O diplomata referia-se também às ameaças o presidente dos EUA de intervir na ilha.
Numa entrevista à agência de notícias Associated Press, o Embaixador de Cuba na ONU, Ernesto Soberón Guzmán, disse que questões internas relativas aos presos “não estão na mesa de negociações”.
Os dois países, longos adversários, realizaram discussões em Cuba este mês pela primeira vez numa década.
“Temos o nosso sistema legal, assim como aqui nos EUA, eles têm o seu sistema legal,” afirmou Ernesto Soberón Guzmán. “Então temos de respeitar ambos os nossos assuntos internos”, sublinhou.
Uma delegação americana chegou à capital cubana, Havana, a 10 de abril para reuniões secretas, numa iniciativa diplomática para instar Cuba a fazer mudanças significativas na sua economia e governação política, e caso não o faça enfrentará a pressão económica continua e potencialmente arrisca-se a uma escalada militar dos EUA.
Nenhum dos lados referiu quem participou nestas negociações, mas Guzmán disse que foi ao nível de subsecretário de estado para os americanos e ao nível de vice-ministro dos Negócios Estrangeiros para os cubanos.
Apesar da recente reativação das relações diplomáticas, as tensões entre os dois países aumentaram continuamente nos últimos meses devido a um bloqueio energético dos EUA, que agravou ainda mais a crise económica e outras daquele país das Caraíbas.
Trump ameaçou impor tarifas a qualquer país que venda ou forneça petróleo a Cuba e disse que os EUA poderiam ter “a honra de tomar Cuba” após operações militares na Venezuela e no Irão.
O Departamento de Estado não respondeu até agora a pedidos de comentário sobre as declarações de Guzmán.
O bloqueio, aliado às graves faltas de água e energia na ilha, aprofundou a pobreza e aumentou a fome em Cuba, à medida que persistem apagões severos.
No final de março, um petroleiro russo transportando 730.000 barris levou aquele país a primeira remessa de combustível que Cuba recebeu em três meses.
Guzmán disse que com aquela remessa Cuba conseguiu cumprir apenas uma fração do que o país precisa para funcionar.
Outras preocupações levantadas pelos EUA durante a reunião deste mês centraram-se na influência de potências estrangeiras na ilha, noticiou a AP.
Os americanos também discutiram propostas para compensar centenas de milhares de reivindicações legais por parte de cubano-americanos cujas casas, negócios e terrenos foram confiscados após o líder revolucionário Fidel Castro assumir o poder, em 1959.
Guzmán confirmou que tal compensação estava entre os tópicos da reunião e que Havana está recetiva a essa ideia.
Mas, acrescentou, que isso só poderia acontecer em simultâneo com alívio recíproco do embargo económico de décadas dos Estados Unidos contra Cuba.

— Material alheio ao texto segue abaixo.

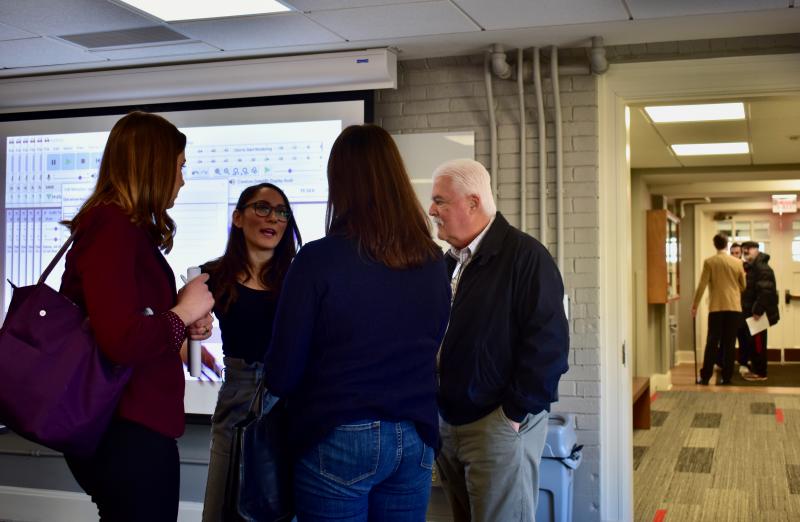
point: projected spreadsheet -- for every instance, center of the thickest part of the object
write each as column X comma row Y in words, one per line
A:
column 48, row 177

“Não há apenas esta reivindicação, mas também a reivindicação do nosso lado porque o embargo tem um impacto económico”, salientou o diplomata cubano. “Esta é uma estrada com duas direções”, acrescentou.
Questionado sobre se os responsáveis cubanos podem confiar nos esforços diplomáticos perante as ameaças dos EUA, Guzmán disse que, embora estejam otimistas quanto à criação de uma “nova abordagem” nas relações EUA-Cuba, a abordagem da política externa da administração Trump no último ano colocou-os em alerta máximo.
“Temos vindo a ver o que está a acontecer em todo o mundo, na nossa região, no Médio Oriente, por isso não somos pessoas ingénuas”, afirmou.
“Estamos a preparar-nos para todos os cenários. E insisto, a nossa primeira opção – o que realmente queremos – é um diálogo bem-sucedido com o governo dos EUA.” Mas, se ocorrer uma agressão militar dos EUA, “estamos prontos para reagir”, concluiu.